Как можно осторожнее я повел его домой, уговорив опереться на мою руку. Этот сильный человек был слаб, как дитя. К счастью, на время ему отказала память. Кстати говоря, с тех пор, как Бэгли упал в обморок, голос смолк и наступила тишина.
— У вас в доме эпидемия, полковник, — сказал мне на следующее утро Симеон. — Что все это значит? Теперь ваш дворецкий бредит «голосом». Это, знаете ли, никуда не годится. Сколько я понимаю, и вы заразились тем же.
— Да, доктор, заразился. Я намеревался поговорить с вами. Разумеется, вы отлично лечите Роланда, но у мальчика нет бреда. Он не безумнее нас с вами. Он говорит правду.
— Не безумнее меня или вас? Я никогда не полагал, что он безумен. У него умственное перевозбуждение, лихорадка. Не знаю, чем заболели вы. У вас очень странное выражение глаз.
— Полноте, доктор, невозможно всех нас уложить в постель. Лучше проверьте жалобы и сами вслушайтесь в симптомы.
Доктор пожал плечами, он был само терпение и внимание. Он не поверил ни одному моему слову, это ясно, но ни разу не перебил меня.
— Дорогой друг, — ответил он, — мальчик рассказывал мне то же самое. Это эпидемия. Когда кто-то становится жертвой чего-либо подобного, можно с уверенностью сказать, что появится и второй, и третий такой же.

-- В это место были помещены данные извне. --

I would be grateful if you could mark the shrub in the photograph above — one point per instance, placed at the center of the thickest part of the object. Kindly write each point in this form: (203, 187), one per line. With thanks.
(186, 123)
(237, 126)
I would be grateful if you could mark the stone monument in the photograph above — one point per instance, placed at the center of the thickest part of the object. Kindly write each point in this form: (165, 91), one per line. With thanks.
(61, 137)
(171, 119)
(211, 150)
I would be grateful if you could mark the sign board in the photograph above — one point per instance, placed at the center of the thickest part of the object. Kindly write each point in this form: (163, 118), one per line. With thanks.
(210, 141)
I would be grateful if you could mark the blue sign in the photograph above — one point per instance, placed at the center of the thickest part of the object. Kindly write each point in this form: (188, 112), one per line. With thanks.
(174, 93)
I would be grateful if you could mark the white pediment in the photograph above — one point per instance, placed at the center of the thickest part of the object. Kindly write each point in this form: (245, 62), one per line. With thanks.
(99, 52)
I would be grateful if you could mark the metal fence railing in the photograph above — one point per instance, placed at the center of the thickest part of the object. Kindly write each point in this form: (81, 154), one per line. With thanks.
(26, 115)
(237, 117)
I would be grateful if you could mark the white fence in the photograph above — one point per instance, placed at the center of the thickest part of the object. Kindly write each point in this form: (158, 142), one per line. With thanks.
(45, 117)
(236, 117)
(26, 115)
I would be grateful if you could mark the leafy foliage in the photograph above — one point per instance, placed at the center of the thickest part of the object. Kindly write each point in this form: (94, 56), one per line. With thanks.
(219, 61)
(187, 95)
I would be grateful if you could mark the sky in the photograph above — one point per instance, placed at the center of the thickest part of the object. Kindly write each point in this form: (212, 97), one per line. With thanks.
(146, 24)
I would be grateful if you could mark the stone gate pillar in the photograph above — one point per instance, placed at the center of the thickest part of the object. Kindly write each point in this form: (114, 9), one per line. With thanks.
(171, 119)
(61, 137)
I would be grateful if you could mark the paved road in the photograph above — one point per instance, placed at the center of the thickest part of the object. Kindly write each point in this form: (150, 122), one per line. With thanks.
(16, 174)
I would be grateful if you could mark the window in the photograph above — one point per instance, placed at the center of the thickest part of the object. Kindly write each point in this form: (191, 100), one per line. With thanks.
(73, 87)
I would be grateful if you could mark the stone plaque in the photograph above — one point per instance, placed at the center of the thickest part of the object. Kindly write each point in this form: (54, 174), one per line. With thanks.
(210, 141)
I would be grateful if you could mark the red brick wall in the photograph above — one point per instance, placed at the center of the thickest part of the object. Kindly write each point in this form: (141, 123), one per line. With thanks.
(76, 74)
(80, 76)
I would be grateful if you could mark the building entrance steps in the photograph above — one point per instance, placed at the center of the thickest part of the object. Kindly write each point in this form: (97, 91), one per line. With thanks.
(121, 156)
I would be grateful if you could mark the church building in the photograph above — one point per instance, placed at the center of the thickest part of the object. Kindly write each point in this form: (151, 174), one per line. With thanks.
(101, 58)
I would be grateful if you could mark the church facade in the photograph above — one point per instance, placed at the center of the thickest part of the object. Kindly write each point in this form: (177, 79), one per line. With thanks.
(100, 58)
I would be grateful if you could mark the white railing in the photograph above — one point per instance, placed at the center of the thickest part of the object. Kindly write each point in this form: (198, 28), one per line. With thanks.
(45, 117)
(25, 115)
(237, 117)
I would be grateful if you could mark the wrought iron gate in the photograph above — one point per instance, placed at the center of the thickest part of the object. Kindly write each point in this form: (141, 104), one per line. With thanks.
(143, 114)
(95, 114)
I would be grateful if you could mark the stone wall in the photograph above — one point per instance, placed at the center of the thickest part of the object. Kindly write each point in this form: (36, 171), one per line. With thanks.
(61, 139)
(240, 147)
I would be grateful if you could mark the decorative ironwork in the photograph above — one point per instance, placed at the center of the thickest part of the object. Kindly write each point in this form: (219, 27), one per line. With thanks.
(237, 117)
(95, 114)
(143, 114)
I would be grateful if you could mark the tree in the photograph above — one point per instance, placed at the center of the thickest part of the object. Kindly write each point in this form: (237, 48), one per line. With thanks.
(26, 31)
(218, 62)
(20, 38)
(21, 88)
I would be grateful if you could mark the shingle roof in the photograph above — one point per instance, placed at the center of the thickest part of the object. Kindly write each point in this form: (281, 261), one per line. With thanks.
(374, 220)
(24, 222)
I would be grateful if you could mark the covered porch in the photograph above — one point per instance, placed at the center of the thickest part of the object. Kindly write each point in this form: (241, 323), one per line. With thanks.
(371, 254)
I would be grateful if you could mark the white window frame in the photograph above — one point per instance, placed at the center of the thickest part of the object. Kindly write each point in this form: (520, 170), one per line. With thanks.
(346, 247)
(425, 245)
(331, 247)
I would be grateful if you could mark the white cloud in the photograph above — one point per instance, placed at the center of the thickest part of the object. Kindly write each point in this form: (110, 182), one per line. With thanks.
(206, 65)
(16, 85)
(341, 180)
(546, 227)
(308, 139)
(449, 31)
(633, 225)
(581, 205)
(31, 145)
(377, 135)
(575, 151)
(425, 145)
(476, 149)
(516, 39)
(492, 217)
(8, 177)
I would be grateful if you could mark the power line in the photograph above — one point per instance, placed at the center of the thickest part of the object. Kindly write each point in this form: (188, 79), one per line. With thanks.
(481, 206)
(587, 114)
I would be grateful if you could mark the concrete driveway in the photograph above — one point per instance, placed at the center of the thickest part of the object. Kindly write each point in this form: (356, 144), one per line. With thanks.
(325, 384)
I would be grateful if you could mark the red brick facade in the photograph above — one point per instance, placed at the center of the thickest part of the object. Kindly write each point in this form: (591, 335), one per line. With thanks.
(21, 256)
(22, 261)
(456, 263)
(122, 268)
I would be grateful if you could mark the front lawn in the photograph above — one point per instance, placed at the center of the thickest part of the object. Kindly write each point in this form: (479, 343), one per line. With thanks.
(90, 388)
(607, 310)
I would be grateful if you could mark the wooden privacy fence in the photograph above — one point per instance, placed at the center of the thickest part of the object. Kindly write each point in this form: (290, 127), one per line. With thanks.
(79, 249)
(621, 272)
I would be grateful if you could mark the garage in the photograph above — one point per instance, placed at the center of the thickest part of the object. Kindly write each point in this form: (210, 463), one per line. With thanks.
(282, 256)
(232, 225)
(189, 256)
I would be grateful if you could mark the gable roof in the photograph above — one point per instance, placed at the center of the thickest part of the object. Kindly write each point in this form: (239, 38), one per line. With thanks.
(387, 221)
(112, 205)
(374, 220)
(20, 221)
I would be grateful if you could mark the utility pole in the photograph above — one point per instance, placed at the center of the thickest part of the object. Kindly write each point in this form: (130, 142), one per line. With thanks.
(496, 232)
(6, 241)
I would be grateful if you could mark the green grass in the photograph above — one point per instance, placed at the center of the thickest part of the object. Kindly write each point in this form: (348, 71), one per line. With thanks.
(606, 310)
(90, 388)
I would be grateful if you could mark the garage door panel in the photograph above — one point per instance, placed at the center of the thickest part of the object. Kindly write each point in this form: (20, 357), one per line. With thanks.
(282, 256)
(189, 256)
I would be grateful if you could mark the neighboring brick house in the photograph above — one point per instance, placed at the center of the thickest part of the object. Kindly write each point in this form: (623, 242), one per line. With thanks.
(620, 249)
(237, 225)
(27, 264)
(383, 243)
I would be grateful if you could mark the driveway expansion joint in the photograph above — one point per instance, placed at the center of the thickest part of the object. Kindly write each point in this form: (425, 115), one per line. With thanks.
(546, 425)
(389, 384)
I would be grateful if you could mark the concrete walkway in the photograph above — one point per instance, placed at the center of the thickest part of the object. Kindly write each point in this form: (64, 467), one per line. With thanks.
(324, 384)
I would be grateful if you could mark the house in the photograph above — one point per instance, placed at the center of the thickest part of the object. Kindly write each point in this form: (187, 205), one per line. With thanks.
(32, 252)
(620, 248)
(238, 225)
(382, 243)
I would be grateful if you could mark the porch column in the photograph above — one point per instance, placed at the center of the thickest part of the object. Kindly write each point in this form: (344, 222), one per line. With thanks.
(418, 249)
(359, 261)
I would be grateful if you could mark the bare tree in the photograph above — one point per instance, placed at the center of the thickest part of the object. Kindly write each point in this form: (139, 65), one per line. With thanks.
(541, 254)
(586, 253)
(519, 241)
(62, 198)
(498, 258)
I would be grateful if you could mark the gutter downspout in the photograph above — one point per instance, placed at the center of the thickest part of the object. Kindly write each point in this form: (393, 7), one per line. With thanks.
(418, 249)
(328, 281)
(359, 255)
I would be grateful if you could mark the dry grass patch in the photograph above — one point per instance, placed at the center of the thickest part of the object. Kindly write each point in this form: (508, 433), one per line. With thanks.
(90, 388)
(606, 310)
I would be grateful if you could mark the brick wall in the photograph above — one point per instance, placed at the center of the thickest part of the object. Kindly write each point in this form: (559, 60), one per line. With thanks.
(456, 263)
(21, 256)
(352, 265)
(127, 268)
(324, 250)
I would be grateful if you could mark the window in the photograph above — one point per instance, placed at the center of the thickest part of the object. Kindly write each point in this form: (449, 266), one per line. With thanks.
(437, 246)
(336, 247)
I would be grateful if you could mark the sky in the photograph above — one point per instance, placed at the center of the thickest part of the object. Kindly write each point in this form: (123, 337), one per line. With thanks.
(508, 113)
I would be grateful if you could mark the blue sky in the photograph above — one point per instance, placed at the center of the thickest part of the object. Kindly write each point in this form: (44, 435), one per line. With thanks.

— И чем вы это объясняете?
— Объяснение — совсем другое дело. Не существует объяснений для причуд, которым подвержен наш мозг. Положим, это обман чувств, игра природы — эха или ветра, какие-то акустические аномалии…

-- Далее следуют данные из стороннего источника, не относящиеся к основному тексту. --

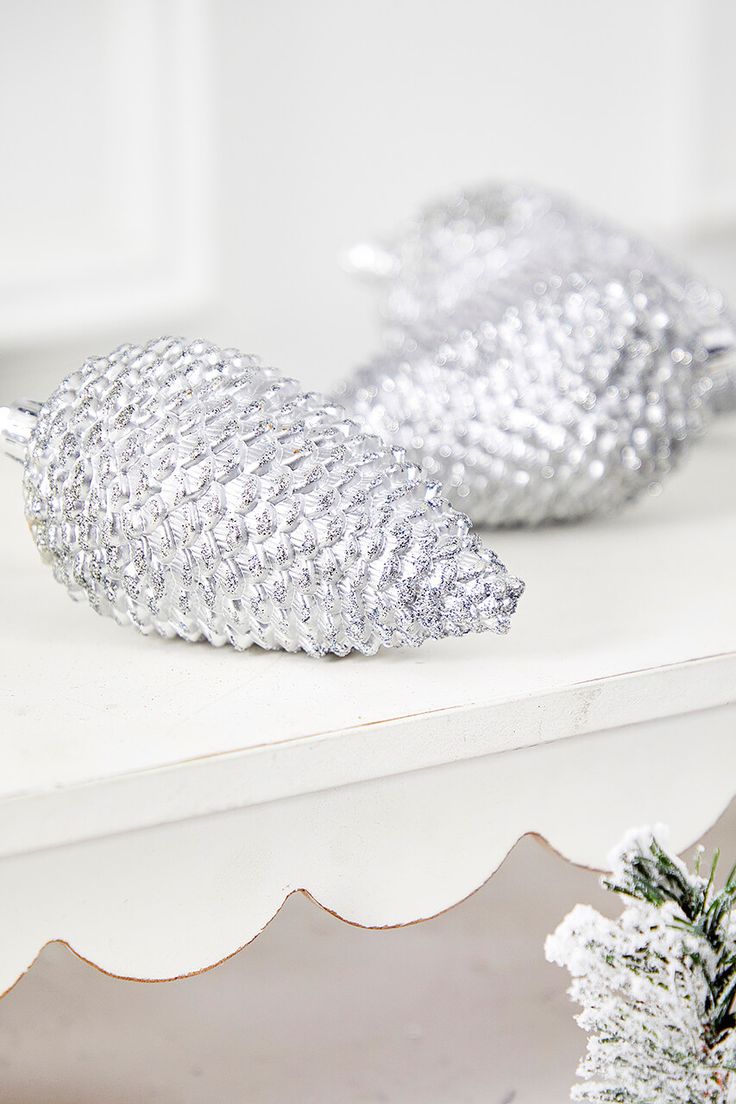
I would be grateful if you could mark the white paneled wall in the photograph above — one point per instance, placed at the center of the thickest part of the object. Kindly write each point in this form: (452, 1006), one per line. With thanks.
(199, 165)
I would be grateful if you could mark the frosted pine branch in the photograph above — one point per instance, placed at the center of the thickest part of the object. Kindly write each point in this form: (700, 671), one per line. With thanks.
(657, 985)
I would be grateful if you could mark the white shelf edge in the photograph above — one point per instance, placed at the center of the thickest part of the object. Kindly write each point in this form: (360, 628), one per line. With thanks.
(266, 773)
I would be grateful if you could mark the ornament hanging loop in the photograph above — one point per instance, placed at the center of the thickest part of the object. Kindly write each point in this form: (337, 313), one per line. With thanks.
(17, 424)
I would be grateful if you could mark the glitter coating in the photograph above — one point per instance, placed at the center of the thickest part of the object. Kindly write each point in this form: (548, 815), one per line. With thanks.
(539, 361)
(189, 490)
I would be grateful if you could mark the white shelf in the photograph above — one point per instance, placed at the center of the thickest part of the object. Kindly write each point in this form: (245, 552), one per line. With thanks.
(281, 772)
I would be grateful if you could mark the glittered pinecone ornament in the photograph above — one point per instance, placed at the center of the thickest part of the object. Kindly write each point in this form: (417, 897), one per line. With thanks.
(541, 362)
(189, 490)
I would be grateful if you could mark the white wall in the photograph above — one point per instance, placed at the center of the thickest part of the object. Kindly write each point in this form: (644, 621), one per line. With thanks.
(193, 166)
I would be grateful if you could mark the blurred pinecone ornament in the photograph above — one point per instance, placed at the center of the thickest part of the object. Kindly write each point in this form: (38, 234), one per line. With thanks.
(189, 490)
(543, 363)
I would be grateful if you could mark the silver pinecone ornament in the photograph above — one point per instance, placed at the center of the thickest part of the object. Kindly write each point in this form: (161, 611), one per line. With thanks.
(189, 490)
(541, 362)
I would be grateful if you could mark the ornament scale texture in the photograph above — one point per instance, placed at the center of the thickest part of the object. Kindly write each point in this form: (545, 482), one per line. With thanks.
(189, 490)
(542, 363)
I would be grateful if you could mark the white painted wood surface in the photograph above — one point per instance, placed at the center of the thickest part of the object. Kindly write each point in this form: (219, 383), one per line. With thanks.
(159, 800)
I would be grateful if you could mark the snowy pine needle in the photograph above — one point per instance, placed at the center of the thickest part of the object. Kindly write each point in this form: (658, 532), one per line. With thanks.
(657, 985)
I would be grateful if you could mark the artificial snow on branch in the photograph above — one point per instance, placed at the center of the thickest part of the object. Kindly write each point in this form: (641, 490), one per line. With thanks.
(657, 985)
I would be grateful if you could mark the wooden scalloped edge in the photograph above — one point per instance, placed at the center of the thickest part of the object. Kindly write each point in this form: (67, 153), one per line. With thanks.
(376, 855)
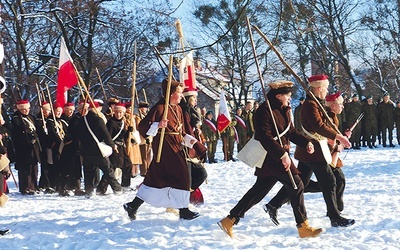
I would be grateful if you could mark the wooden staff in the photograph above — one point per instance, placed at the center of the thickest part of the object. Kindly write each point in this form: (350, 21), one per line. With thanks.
(266, 97)
(163, 61)
(59, 130)
(81, 83)
(144, 95)
(166, 106)
(297, 77)
(41, 111)
(101, 84)
(132, 120)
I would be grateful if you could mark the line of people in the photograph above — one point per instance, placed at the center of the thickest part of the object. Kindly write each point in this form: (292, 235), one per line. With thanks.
(59, 140)
(275, 131)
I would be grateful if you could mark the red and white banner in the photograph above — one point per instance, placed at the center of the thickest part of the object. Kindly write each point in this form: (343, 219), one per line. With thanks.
(224, 118)
(187, 75)
(67, 77)
(241, 122)
(211, 125)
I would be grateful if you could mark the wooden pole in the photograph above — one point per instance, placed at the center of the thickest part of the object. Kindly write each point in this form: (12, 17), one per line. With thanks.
(297, 77)
(101, 84)
(167, 94)
(266, 97)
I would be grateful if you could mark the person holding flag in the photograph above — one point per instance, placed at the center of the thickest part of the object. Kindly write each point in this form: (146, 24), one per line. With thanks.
(277, 162)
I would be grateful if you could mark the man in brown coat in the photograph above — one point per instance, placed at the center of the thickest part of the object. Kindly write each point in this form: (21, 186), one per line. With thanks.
(277, 162)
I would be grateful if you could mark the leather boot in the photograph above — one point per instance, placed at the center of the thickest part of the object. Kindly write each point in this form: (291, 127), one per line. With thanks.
(132, 207)
(186, 214)
(306, 230)
(227, 223)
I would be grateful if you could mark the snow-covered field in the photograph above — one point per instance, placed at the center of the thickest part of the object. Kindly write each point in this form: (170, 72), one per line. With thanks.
(372, 198)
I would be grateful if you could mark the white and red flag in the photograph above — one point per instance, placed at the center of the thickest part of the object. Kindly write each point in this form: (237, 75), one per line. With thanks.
(67, 77)
(187, 75)
(224, 118)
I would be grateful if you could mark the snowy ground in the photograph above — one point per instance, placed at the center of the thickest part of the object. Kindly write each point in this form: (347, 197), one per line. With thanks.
(372, 198)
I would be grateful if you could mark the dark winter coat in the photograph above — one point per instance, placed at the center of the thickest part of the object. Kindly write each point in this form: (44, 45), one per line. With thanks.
(313, 120)
(87, 143)
(26, 141)
(265, 133)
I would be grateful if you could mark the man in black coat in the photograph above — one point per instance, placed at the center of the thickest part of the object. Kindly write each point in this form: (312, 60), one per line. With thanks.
(27, 148)
(90, 152)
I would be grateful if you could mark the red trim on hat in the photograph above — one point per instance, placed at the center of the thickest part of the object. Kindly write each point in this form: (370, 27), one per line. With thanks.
(93, 105)
(333, 97)
(317, 78)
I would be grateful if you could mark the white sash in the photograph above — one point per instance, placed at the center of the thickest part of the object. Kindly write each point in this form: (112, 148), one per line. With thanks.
(323, 142)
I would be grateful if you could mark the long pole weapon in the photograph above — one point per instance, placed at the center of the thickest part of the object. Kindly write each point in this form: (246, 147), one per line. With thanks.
(266, 97)
(132, 120)
(59, 130)
(166, 106)
(144, 95)
(297, 77)
(41, 110)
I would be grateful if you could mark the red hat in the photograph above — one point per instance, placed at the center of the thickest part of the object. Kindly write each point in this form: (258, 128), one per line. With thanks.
(93, 105)
(57, 105)
(120, 107)
(23, 104)
(81, 103)
(128, 104)
(318, 81)
(187, 75)
(332, 97)
(45, 105)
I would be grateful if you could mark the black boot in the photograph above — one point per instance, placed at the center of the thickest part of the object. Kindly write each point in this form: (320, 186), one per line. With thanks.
(342, 222)
(186, 214)
(273, 212)
(132, 207)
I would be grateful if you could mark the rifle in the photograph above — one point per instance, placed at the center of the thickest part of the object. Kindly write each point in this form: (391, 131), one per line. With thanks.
(166, 107)
(266, 97)
(298, 79)
(132, 120)
(335, 154)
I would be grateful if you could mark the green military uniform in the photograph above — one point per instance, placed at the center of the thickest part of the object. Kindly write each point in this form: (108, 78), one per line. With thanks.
(370, 123)
(386, 118)
(353, 110)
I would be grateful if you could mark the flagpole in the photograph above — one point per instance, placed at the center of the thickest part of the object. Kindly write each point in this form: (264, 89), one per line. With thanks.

— Пойдемте со мной нынешней ночью, и вы составите собственное мнение, — сказал я.
Мои слова заставили его громко рассмеяться: «Недурная мысль! Но если станет известно, что Джон Симеон охотится за привидениями, моя карьера будет навсегда погублена».
— Вот то-то! — воскликнул я. — Вы напускаетесь на нас, невежд, со своими акустическими аномалиями, но опасаетесь вглядеться сами в то, что за этим стоит на самом деле, из страха, что вас высмеют. Такова наука!
— Дело не в науке, а в здравом смысле, — возразил Симеон. — Это явление предстает перед нами прежде всего как галлюцинация. Взяться исследовать его означает способствовать распространению нездоровых тенденций. Что хорошего может из этого произойти? Даже удостоверившись в том, что все так, как вы говорите, я не поверю в привидения.
— Мне следовало давеча предупредить вас: я вовсе не стремлюсь, чтобы вы в них поверили, — парировал я. — Если вы докажете, что это галлюцинация, я буду вам чрезвычайно признателен. Пойдемте, кто-то ведь должен со мной пойти.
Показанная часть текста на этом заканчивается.